It seemed like an old take on generic déjà-vu: a handful of young women navigating New York, sleeping their way to self-awareness. I had heard its name tossed around, with disheartening references to Sex and the City, and the so-called death of feminism. But I got more than I bargained for when I sat down to watch Girls for the first time. The most relevant and best written television I have seen since Enlightened ended its inaugural run in December, Girls has a distinct voice that is externalizing many current issues affecting the modern youth. Creator, head writer and all around wunderkind Lena Dunham has created something unique that stands on its own, taller than its peers. And if you don’t know by now, its kind of a big deal.
Aside from its quick-whipped pop-cultural references and subjective insights into the mind and heart of today’s young woman, Girls has successfully pushed many generational issues to the forefront. Being part of the Y Gen, its pretty obvious to me that the rest of society thinks of us as a bunch of lazy, spoiled hipsters. This notion of misguided youth takes centre stage in Dunham’s self-deprecating world. There is a longing in Girls of a desperation to make something of yourself, and the deflating pressure that comes when it doesn’t happen. Romantic and professional dejection are abundant in the show; but its not necessarily the context that is so relevant, rather the way it is presented with such casual ease. Whereas Sex and the City is escapist and frivolous, Girls is realistic and sardonic, using its reach to not only entertain, but to illicit understanding for a generation constantly misunderstood.

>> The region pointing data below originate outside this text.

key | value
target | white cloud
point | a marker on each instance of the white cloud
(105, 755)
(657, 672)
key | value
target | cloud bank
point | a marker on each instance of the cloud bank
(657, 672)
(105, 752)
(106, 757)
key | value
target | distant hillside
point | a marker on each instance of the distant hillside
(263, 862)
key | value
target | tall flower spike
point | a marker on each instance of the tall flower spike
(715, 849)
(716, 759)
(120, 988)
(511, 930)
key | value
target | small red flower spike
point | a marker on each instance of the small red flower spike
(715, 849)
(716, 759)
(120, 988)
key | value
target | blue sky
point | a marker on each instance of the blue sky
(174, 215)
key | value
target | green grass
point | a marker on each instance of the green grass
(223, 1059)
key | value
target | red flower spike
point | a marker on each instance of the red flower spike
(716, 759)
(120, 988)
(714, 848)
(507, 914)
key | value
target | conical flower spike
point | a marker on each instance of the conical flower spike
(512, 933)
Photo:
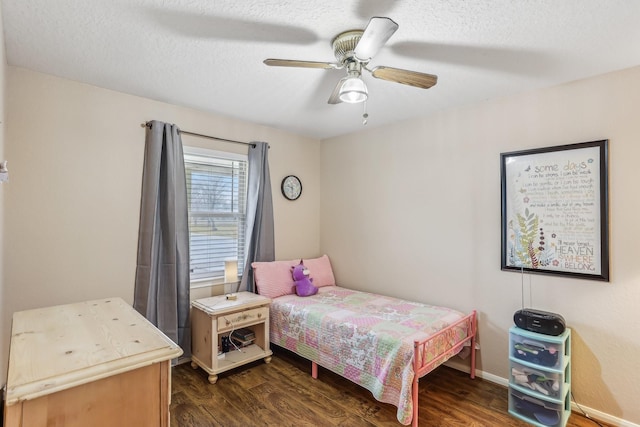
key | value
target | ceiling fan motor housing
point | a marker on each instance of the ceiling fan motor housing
(344, 45)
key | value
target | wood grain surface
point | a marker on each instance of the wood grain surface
(283, 393)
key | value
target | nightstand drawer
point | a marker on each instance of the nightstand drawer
(238, 319)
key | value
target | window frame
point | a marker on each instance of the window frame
(200, 155)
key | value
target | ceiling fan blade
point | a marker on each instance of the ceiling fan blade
(378, 32)
(303, 64)
(406, 77)
(335, 95)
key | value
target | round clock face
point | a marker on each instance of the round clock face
(291, 187)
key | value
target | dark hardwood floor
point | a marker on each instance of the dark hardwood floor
(282, 393)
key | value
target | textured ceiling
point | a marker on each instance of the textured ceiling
(208, 54)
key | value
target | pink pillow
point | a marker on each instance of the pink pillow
(320, 271)
(273, 279)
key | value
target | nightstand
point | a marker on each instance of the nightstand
(216, 317)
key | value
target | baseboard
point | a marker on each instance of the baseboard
(592, 413)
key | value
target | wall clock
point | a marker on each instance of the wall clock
(291, 187)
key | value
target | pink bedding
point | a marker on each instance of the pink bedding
(364, 337)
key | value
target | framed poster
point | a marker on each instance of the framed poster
(555, 210)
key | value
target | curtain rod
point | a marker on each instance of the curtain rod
(148, 124)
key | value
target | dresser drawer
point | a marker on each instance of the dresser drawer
(227, 322)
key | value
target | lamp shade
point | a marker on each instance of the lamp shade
(230, 271)
(353, 90)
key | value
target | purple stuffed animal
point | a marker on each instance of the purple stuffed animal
(304, 287)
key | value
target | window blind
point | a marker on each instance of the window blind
(216, 188)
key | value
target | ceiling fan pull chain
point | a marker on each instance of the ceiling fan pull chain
(365, 115)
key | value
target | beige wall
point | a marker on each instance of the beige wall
(413, 210)
(71, 209)
(73, 205)
(5, 317)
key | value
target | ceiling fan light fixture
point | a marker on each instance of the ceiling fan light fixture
(353, 90)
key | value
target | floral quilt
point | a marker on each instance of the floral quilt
(364, 337)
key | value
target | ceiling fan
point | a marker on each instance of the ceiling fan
(353, 50)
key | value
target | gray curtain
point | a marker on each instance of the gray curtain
(259, 241)
(162, 273)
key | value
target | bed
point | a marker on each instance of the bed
(381, 343)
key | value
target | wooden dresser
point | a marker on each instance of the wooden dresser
(96, 363)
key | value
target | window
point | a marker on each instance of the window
(216, 201)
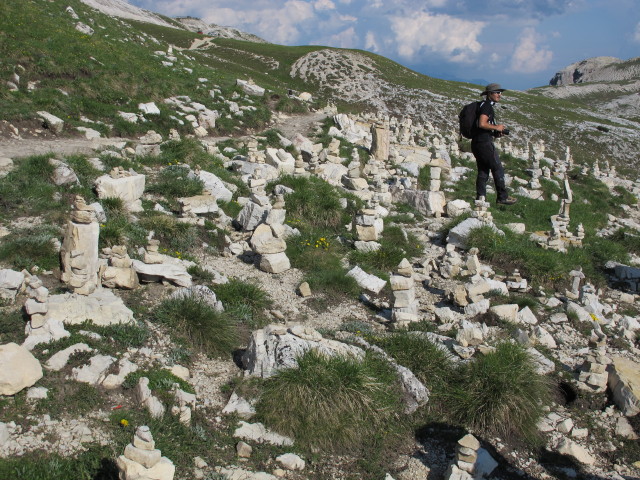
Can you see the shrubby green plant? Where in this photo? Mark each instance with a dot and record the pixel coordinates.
(334, 403)
(173, 182)
(500, 394)
(159, 379)
(29, 247)
(199, 324)
(245, 302)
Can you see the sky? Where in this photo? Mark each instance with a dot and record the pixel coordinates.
(520, 44)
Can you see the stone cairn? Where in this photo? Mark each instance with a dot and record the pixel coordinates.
(118, 272)
(593, 376)
(560, 237)
(405, 307)
(36, 306)
(268, 240)
(353, 179)
(123, 184)
(142, 460)
(466, 456)
(380, 138)
(369, 227)
(481, 211)
(79, 252)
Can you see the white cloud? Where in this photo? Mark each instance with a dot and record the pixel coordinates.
(528, 57)
(370, 42)
(324, 5)
(636, 34)
(345, 39)
(441, 34)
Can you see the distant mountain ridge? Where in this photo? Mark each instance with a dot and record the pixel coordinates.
(598, 69)
(211, 29)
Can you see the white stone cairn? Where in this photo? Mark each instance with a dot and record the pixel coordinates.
(125, 185)
(79, 252)
(117, 269)
(141, 460)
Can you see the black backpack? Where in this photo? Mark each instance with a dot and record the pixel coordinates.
(468, 118)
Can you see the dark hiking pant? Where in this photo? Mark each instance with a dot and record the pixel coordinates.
(488, 160)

Dunham has weaved many themes into her debut season. Sense of entitlement, disconnection and disappointment are the bread and butter here. It is these ideas that take Girls from being a mediocre drama about the insecurities of post-collegiate life to a smart and topical comedy focused on the self-indulgent plight of Y. No show has come so close to personifying the discouragement and anxiety of the contemporary twenty-something.

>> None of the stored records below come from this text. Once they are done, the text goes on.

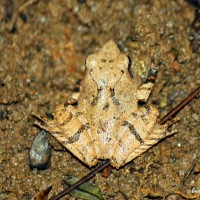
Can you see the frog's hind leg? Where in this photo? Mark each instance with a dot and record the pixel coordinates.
(71, 133)
(138, 132)
(158, 133)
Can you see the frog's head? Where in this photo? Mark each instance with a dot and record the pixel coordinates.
(107, 66)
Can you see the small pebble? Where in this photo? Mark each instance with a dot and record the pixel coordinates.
(40, 152)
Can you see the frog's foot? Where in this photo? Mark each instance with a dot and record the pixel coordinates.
(70, 130)
(138, 133)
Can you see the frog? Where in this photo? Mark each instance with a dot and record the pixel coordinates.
(108, 121)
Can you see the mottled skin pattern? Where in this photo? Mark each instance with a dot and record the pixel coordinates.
(107, 123)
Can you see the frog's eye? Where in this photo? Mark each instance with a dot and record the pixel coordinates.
(91, 62)
(124, 62)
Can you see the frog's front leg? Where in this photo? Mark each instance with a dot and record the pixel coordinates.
(144, 91)
(139, 132)
(72, 130)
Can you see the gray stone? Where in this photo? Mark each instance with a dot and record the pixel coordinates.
(40, 151)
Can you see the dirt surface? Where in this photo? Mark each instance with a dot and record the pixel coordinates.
(43, 46)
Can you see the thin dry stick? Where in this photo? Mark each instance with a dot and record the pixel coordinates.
(106, 163)
(19, 11)
(81, 181)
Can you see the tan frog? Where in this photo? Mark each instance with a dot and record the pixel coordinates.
(107, 123)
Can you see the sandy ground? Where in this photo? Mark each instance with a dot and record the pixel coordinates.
(43, 47)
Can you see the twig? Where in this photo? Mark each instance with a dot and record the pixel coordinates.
(11, 25)
(81, 181)
(106, 163)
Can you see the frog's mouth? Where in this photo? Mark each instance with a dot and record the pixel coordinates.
(108, 79)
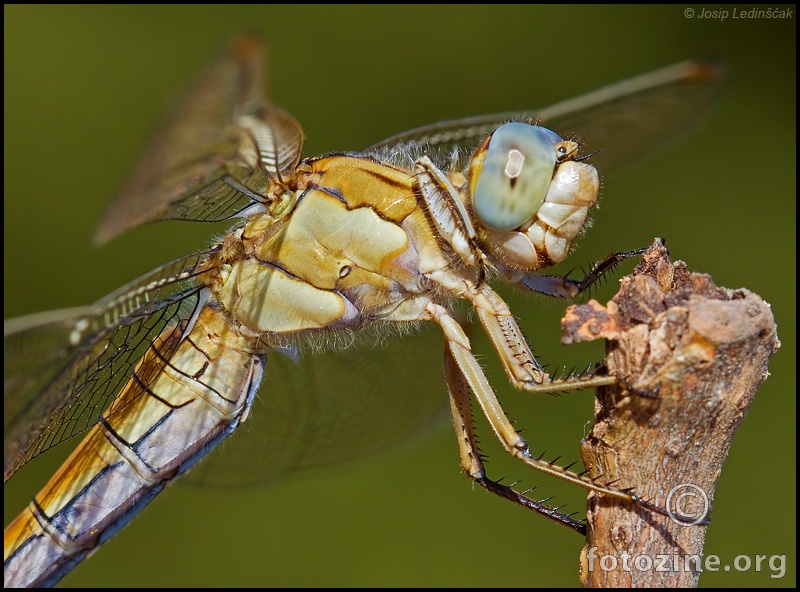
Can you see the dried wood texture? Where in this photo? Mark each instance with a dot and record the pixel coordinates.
(692, 356)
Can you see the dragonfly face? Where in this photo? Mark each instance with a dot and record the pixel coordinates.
(165, 368)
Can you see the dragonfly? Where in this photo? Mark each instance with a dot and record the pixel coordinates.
(326, 253)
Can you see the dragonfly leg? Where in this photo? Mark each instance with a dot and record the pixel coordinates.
(470, 456)
(565, 287)
(465, 364)
(443, 204)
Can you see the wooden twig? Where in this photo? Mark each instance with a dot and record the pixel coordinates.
(691, 356)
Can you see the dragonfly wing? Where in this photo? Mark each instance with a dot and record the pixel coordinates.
(623, 120)
(216, 152)
(333, 407)
(62, 369)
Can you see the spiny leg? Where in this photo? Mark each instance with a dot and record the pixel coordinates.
(470, 456)
(467, 366)
(565, 287)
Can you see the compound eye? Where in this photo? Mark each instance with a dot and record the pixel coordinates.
(510, 184)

Handling preconceptions of image and self-worth expertly, Girls portrays women with a different kind of beauty compared to most other leading ladies on television. Even though all of the characters are attractive, they represent a mould of less-obvious beauty that is refreshing to see in this overly-exposed TV era of pubescent girls with perfectly coiffed hair digging up graves. While many critics have claimed that the show promotes the demise of feminism, I feel that this is the punch-line of Dunham’s joke. She is presenting a world where women are victimized, but not by men. They are victims of themselves and society, which is far more interesting. And despite their often demeaning sexual escapades, these characters are in charge of their sexuality, warts and all. Its far more empowering than Sex and the City, because its real. Sex is usually romanticized, even glorified, in its depiction in the media. But the reality of life is far different. Sex can be awkward, and degrading, and unsatisfying.
In one of her most endeared phrases, Dunham’s alter ego Hannah tells her parents: “I believe that I may be the voice of my generation. Or at least a voice, of a generation.” This sentence encapsulates everything that Girls is about. Fine-tuned, poignant and rife with self-disparagement, its more of a disillusioned quest for self-fulfillment down Brooklyn’s grimy sidewalks than a trip to Carrie Bradshaw’s glamorous penthouse in Manhattan. Brimming with razor-sharp commentary and acute observations, Girls embodies the predicament of being in your twenties without the road map.
Currently filming its sophomore season in New York, the future of HBO’s newest darling burns brighter than ever. And while Hannah may not be the voice of her generation, it seems that Lena Dunham could very well be.